L’EUR/USD a légèrement progressé autour de 1,1635 au début des échanges asiatiques mardi, se maintenant au-dessus de 1,1600, mais les gains ont été plafonnés par un regain de tensions géopolitiques. L’Iran a indiqué qu’il cesserait d’échanger des messages avec les États-Unis via des intermédiaires et passerait à la fermeture totale du détroit d’Ormuz, renforçant la perspective d’un mouvement « risk-off » généralement favorable au dollar. Les marchés attendent également plus tard mardi la première estimation de l’indice des prix à la consommation harmonisé (IPCH) de la zone euro.
À Washington, le président Donald Trump a déclaré avoir exhorté le Premier ministre israélien Benyamin Netanyahou à ne pas engager un raid majeur sur Beyrouth, ajoutant que des troupes israéliennes avaient fait demi-tour, tandis que Netanyahou a indiqué que les opérations contre le Hezbollah dans le sud du Liban se poursuivraient. L’orientation plus restrictive (hawkish) de la Banque centrale européenne a toutefois apporté un certain soutien à l’euro, après que la membre du directoire Isabel Schnabel a averti que les effets inflationnistes liés au conflit avec l’Iran s’étaient étendus au-delà de l’énergie, accroissant le risque d’un désancrage des anticipations d’inflation. Plus largement, l’euro est utilisé par 20 pays de l’UE ; en 2022, il a représenté 31 % des transactions mondiales sur le marché des changes, avec un volume moyen quotidien supérieur à 2 200 milliards de dollars, tandis que l’EUR/USD représenterait environ 30 % de l’ensemble des échanges.
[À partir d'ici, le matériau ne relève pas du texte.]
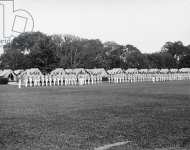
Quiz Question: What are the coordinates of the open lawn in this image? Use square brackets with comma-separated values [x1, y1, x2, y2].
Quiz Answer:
[0, 81, 190, 150]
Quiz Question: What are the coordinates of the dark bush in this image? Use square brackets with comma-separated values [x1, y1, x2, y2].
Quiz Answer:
[0, 77, 9, 84]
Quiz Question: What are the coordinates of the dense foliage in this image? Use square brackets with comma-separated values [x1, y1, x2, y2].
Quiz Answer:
[0, 32, 190, 72]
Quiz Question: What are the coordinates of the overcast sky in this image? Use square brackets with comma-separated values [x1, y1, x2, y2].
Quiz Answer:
[0, 0, 190, 52]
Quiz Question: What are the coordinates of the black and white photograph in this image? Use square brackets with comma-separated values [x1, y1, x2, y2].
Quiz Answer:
[0, 0, 190, 150]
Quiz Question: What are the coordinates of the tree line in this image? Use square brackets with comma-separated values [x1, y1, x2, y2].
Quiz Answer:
[0, 32, 190, 72]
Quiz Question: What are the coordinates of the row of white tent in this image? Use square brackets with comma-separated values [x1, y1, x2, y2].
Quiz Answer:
[0, 68, 190, 81]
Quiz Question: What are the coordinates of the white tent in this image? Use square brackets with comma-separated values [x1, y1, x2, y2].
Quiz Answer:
[138, 69, 148, 73]
[21, 68, 43, 77]
[86, 68, 108, 77]
[125, 68, 138, 73]
[148, 68, 159, 73]
[160, 69, 169, 73]
[179, 68, 190, 73]
[170, 68, 178, 73]
[50, 68, 66, 76]
[14, 69, 24, 76]
[0, 69, 16, 81]
[107, 68, 125, 75]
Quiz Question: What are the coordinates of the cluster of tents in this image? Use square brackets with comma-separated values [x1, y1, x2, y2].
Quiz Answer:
[0, 68, 190, 85]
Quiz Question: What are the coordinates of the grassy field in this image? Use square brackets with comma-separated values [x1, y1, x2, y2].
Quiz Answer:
[0, 81, 190, 150]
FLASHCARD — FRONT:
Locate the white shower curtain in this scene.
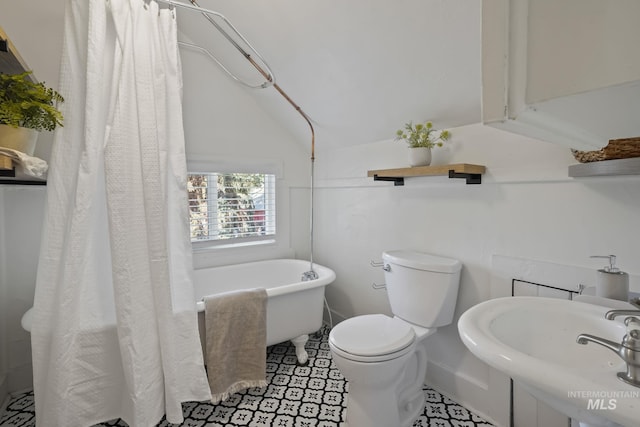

Forces concurrentes dans la dynamique de l’EUR/USD
Nous observons une paire EUR/USD prise entre deux forces puissantes, créant un environnement de marché complexe. D’un côté, la Banque centrale européenne signale une posture restrictive pour lutter contre l’inflation, ce qui devrait soutenir l’euro. De l’autre, l’escalade des tensions au Moyen-Orient renforce l’attrait du dollar en tant que valeur refuge.
La menace iranienne de fermer le détroit d’Ormuz constitue un moteur majeur pour les marchés, rappelant les chocs pétroliers des années 1970 qui ont conduit à une stagflation mondiale. Les contrats à terme sur le Brent ont déjà bondi de plus de 8 % sur les dernières 48 heures, franchissant 95 dollars le baril, un niveau inédit depuis fin 2025. La situation est compliquée par l’inflation propre à la zone euro : l’IPCH sous-jacent du mois dernier s’est établi à un niveau toujours élevé de 3,1 %, bien au-dessus de l’objectif de la BCE.
Gestion du risque et stratégie de marché
Ce bras de fer suggère que les paris directionnels « purs » sont risqués et qu’il vaut mieux se concentrer sur la volatilité. Nous envisageons d’acheter des straddles longs sur l’EUR/USD, une stratégie qui profite d’un mouvement de prix important dans un sens comme dans l’autre. Un événement géopolitique majeur pourrait faire chuter la paire, tandis qu’un chiffre d’inflation nettement supérieur aux attentes pourrait la propulser à la hausse.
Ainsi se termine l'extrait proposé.